Looking for a fun and challenging summer job?
Gain invaluable job experience, make a difference, and be part of a great team!

The Colorado Center for the Blind is now accepting applications from positive blind role models to be residential counselors and classroom instructors in our 2019 summer programs.  Our summer programming consists of four programs:
1) “No Limits to Learning” Transition Program
2) “The World of Work” Pre-Employment Program
3) “Challenge and Adventure” Self-Advocacy Program
4) “Cracking the College Code” College Prep Program

Staff must be available May 28 through August 9, 2019.  Successful applicants will be good role models, competent in the skills of blindness, passionate, detail oriented, adaptable in a fast-paced environment, must possess excellent communication skills, be a team player, and be willing to lead by example.  Applicants will be excited and prepared to work with blind students ages 11 – 21.

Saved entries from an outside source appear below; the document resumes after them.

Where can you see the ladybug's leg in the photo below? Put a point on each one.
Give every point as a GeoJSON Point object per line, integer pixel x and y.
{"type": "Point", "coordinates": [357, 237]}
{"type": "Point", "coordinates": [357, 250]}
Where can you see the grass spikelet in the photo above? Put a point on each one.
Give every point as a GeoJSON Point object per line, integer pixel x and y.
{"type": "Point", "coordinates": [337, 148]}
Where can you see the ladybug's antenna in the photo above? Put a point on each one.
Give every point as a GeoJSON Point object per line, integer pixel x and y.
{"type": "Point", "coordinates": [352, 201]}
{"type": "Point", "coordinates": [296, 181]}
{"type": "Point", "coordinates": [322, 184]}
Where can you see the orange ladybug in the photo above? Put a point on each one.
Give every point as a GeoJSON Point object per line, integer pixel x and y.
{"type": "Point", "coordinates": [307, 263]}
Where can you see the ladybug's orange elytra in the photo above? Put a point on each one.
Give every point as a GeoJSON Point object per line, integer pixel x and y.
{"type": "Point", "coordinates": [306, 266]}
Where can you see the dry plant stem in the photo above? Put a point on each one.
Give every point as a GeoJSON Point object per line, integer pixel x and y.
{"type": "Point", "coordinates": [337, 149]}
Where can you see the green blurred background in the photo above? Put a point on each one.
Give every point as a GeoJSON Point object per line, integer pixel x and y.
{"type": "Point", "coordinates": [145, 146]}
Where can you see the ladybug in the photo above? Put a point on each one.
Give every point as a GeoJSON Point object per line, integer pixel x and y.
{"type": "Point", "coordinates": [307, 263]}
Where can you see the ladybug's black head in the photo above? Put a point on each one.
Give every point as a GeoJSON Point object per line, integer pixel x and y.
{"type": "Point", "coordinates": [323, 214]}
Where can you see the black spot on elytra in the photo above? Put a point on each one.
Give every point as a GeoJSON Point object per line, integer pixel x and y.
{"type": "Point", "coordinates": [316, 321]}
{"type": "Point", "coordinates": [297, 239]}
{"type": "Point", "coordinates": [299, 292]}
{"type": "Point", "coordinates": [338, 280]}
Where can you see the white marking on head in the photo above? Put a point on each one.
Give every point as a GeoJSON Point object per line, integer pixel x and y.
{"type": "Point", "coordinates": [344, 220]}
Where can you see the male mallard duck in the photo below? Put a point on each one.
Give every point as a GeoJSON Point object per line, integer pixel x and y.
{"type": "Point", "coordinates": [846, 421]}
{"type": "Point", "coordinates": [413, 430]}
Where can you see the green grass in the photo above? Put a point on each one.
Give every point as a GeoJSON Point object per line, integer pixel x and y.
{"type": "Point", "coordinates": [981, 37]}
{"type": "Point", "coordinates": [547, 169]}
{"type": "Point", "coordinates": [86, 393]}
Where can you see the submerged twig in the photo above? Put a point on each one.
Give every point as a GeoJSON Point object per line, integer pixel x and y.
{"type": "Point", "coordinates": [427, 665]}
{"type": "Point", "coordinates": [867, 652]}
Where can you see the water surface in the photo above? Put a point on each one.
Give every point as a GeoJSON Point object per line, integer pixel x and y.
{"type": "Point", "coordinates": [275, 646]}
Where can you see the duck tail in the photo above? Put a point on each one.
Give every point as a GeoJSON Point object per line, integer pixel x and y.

Challenge recreation and STEAM focused experiences are an exciting component of the job.  Staff will go rock climbing, hiking, canoeing, white water rafting, attend martial arts classes, try Blind Hockey, tour college campuses, visit with Disability Resource Office counselors, attend a college life seminar, participate in a chemistry lab, and much more.  All staff and students participating in our “No Limits to Learning” program will attend the week long national convention of the National Federation of the Blind in Las Vegas, Nevada.